### Set Up the Environment and Define the Model

In [13]:
import torch
import torch.nn as nn
from torch.nn import functional as F
import pandas as pd

# load the dataset
file_path = '/kaggle/input/spotify-million-song-dataset/spotify_millsongdata.csv'
df = pd.read_csv(file_path)

# hyperparameters
batch_size = 64
block_size = 128
learning_rate = 1e-3
device = 'cuda' if torch.cuda.is_available() else 'cpu'
n_embd = 128
n_head = 4
n_layer = 4
dropout = 0.0

# concatenates all the strings into a single string, with each original string separated by a newline character
text = df['text'].str.cat(sep='\n')

# text tokenize function
def text_tokenize(text):
    chars = sorted(list(set(text)))
    vocab_size = len(chars)
    stoi = {ch: i for i, ch in enumerate(chars)}
    itos = {i: ch for i, ch in enumerate(chars)}

    # encoding function
    encode = lambda s: [stoi[c] for c in s]

    # decoding function
    decode = lambda l: ''.join([itos[i] for i in l])

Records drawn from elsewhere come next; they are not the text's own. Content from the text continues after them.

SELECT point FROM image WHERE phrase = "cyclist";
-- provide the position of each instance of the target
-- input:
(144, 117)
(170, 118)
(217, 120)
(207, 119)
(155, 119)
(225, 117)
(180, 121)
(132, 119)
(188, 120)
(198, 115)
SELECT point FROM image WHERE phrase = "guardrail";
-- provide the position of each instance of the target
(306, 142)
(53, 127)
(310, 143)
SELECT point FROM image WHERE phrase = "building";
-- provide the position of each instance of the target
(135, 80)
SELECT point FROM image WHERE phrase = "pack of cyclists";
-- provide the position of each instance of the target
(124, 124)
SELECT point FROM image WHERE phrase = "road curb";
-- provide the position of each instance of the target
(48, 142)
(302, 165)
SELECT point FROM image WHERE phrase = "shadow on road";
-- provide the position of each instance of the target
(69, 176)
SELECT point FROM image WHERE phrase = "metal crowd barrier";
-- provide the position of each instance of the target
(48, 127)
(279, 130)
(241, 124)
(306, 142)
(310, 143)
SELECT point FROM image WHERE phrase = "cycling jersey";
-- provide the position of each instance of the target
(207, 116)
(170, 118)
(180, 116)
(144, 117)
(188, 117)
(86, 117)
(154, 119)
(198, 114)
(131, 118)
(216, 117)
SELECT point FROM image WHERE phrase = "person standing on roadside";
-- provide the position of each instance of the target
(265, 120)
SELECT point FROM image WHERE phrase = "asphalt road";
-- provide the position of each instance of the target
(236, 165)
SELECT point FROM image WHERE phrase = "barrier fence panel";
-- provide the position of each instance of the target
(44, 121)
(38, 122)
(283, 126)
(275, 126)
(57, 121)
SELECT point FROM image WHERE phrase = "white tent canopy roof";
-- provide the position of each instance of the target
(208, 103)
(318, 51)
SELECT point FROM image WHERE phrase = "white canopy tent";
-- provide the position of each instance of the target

    data = torch.tensor(encode(text), dtype=torch.long)
    
    return data, stoi, itos, vocab_size, encode, decode

# apply the tokenize function
data, stoi, itos, vocab_size, encode, decode = text_tokenize(text)

# Define the necessary model components (Head, MultiHeadAttention, FeedFoward, Block)
class Head(nn.Module):
    """ one head of self-attention """
    def __init__(self, head_size):
        super().__init__()
        self.key = nn.Linear(n_embd, head_size, bias=False)
        self.query = nn.Linear(n_embd, head_size, bias=False)
        self.value = nn.Linear(n_embd, head_size, bias=False)
        self.register_buffer('tril', torch.tril(torch.ones(block_size, block_size)))
        self.dropout = nn.Dropout(dropout)

    def forward(self, x):
        B,T,C = x.shape
        k = self.key(x)   # (B,T,C)
        q = self.query(x) # (B,T,C)
        wei = q @ k.transpose(-2,-1) * C**-0.5 # (B, T, T)
        wei = wei.masked_fill(self.tril[:T, :T] == 0, float('-inf')) # (B, T, T)
        wei = F.softmax(wei, dim=-1) # (B, T, T)
        wei = self.dropout(wei)
        v = self.value(x) # (B,T,C)
        out = wei @ v # (B, T, T) @ (B, T, C) -> (B, T, C)
        return out

class MultiHeadAttention(nn.Module):
    """ multiple heads of self-attention in parallel """
    def __init__(self, num_heads, head_size):
        super().__init__()
        self.heads = nn.ModuleList([Head(head_size) for _ in range(num_heads)])
        self.proj = nn.Linear(n_embd, n_embd)
        self.dropout = nn.Dropout(dropout)

    def forward(self, x):
        out = torch.cat([h(x) for h in self.heads], dim=-1)
        out = self.dropout(self.proj(out))
        return out

class FeedFoward(nn.Module):
    """ a simple linear layer followed by a non-linearity """
    def __init__(self, n_embd):
        super().__init__()
        self.net = nn.Sequential(
            nn.Linear(n_embd, 4 * n_embd),
            nn.ReLU(),
            nn.Linear(4 * n_embd, n_embd),
            nn.Dropout(dropout),
        )

    def forward(self, x):
        return self.net(x)

class Block(nn.Module):
    """ Transformer block: communication followed by computation """
    def __init__(self, n_embd, n_head):
        super().__init__()
        head_size = n_embd // n_head
        self.sa = MultiHeadAttention(n_head, head_size)
        self.ffwd = FeedFoward(n_embd)
        self.ln1 = nn.LayerNorm(n_embd)
        self.ln2 = nn.LayerNorm(n_embd)

    def forward(self, x):
        x = x + self.sa(self.ln1(x))
        x = x + self.ffwd(self.ln2(x))
        return x

# Define the main model class: BigramLanguageModel
class BigramLanguageModel(nn.Module):
    def __init__(self):
        super().__init__()
        self.token_embedding_table = nn.Embedding(vocab_size, n_embd)
        self.position_embedding_table = nn.Embedding(block_size, n_embd)
        self.blocks = nn.Sequential(*[Block(n_embd, n_head=n_head) for _ in range(n_layer)])
        self.ln_f = nn.LayerNorm(n_embd) # final layer norm
        self.lm_head = nn.Linear(n_embd, vocab_size)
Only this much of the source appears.